Charles "Lucky" Luciano was born Salvatore Lucania in Lercara Freddi near Palermo in Sicily in 1897. He emigrated at the age of nine to New York with his family, got started early on his life of crime and never looked back. The New York Times of Jan. 27, 1962, reporting on his death, cited an early probation report on Luciano that said, "His freedom from conscience springs from his admitted philosophy: 'I never was a crumb, and if I have to be a crumb I'd rather be dead.' He explains this by stating that a crumb is a person who works and saves and lays his money aside: who indulges in no extravagance. His description would fit the average man." Time magazine called him "...Horatio Alger with a gun, an ice pick and a dark vision of Big Business" for he was the one who turned disparate mob families in New York into a corporation-like "crime syndicate." Between 1919 and 1936, when he was finally arrested and prosecuted by special rackets prosecutor, Thomas Dewey, Luciano was involved in drug trafficking, assault, gambling, bootlegging, prostitution, loan sharking, and slot machines. The nick-name "Lucky" comes from the fact that he survived being "taken for a ride" by rival mobsters early in his career. They just beat him up and left him with scars.

On his conviction in 1936 he was sent to Sing Sing to serve 30-50 years, but released in 1946 when his sentence was commuted by Dewey, who in the interim had been elected governor of the state of New York. The condition for the release was that Luciano be deported and not attempt to return to the United States. The word was that Luciano had helped the US war effort first by enlisting and organizing the workers of the Port of New York in the US effort against German submarines constantly lurking off the coast and then by convincing the Mafia in Sicily to come out of hiding and help the Allied invasion of Sicily in 1943, but neither Dewey nor Luciano would comment. Luciano said he "couldn't talk about those things." The Armed Forces denied it. (It is, however, part of Neapolitan post-war lore that organized crime returned to Italy only because the Allies were willing to set anyone up in power who claimed to be an anti-Fascist.)

Although Luciano said that he didn't feel comfortable living in Italy and was even under house arrest in Naples on various occasions, his life was not all that bad. He had an apparently bottomless well of money and even looked the part of the Hollywood gangster—tailor-made clothes, fast cars and beautiful women. Though he said that he never married because "I have enough problems," he did have a longtime girl-friend, Igea Lissoni, a nightclub dancer. They were reported to have married in November, 1949, but both denied the report. She died of cancer in 1953 at age 37, leaving Luciano devastated.


In January, 1962, Lucky Luciano died at Capodichino airport in Naples of a sudden heart attack as authorities were preparing to arrest him in connection with an international drug trafficking ring. He had just met with Martin Gosch, a US film and TV producer who was interested in making a film about his life. While his family in America went through legal hoops to have his body returned to the United States, Luciano had a funeral in Naples.
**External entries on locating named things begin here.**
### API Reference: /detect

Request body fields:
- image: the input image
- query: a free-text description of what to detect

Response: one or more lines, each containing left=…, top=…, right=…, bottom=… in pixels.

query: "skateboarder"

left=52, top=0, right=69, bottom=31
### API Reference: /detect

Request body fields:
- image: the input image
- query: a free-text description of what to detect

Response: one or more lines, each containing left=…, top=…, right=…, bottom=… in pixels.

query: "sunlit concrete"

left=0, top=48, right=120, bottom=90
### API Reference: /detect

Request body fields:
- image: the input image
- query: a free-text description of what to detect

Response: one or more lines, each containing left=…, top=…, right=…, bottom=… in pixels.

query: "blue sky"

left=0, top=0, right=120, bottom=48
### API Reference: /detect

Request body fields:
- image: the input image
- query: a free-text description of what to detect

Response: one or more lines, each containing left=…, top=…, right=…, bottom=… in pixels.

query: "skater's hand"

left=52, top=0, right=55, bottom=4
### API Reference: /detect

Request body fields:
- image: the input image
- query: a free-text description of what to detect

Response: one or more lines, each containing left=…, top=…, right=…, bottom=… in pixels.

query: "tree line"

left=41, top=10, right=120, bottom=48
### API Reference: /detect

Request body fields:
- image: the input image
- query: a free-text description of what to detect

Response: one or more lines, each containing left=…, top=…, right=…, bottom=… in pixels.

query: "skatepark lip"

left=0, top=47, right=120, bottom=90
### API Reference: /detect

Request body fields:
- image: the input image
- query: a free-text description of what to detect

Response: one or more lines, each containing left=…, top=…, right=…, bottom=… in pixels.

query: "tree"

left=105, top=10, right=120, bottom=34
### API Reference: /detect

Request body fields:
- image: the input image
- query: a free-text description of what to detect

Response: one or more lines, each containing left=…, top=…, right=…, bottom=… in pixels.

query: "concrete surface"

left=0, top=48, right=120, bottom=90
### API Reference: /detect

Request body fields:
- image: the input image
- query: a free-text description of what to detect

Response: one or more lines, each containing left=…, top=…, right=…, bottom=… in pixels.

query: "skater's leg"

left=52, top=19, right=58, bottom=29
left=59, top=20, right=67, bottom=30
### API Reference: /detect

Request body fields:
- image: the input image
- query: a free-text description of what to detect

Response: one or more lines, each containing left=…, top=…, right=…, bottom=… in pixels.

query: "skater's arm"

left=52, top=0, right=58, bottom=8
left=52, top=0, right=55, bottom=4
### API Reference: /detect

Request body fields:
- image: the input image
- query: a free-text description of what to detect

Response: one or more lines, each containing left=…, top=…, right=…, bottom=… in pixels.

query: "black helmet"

He went out in style; it was one of those affairs with eight black horses drawing a black and silver funeral carriage. He lay in a chapel until authorities decided to allow his removal to the United States. He was finally buried at St. John's Cemetery, Middle Village, Queens, New York in the family vault. There were 300 hundred people in attendance. Emanuel Perlmutter's report in the New York Times from February 8, 1961, closes with,

As the guards closed the bronze doors of the vault, a small stained-glass window in the rear was briefly visible to onlookers. It depicted a bearded saint leaning on a shepherd's staff. A newspaper man stopped [Luciano's brother] Barolo Lucania as the mourner's car was about to leave and asked him if he knew the identity of the saint in the window, "I don't know," the brother replied. "I'm not acquainted with saints."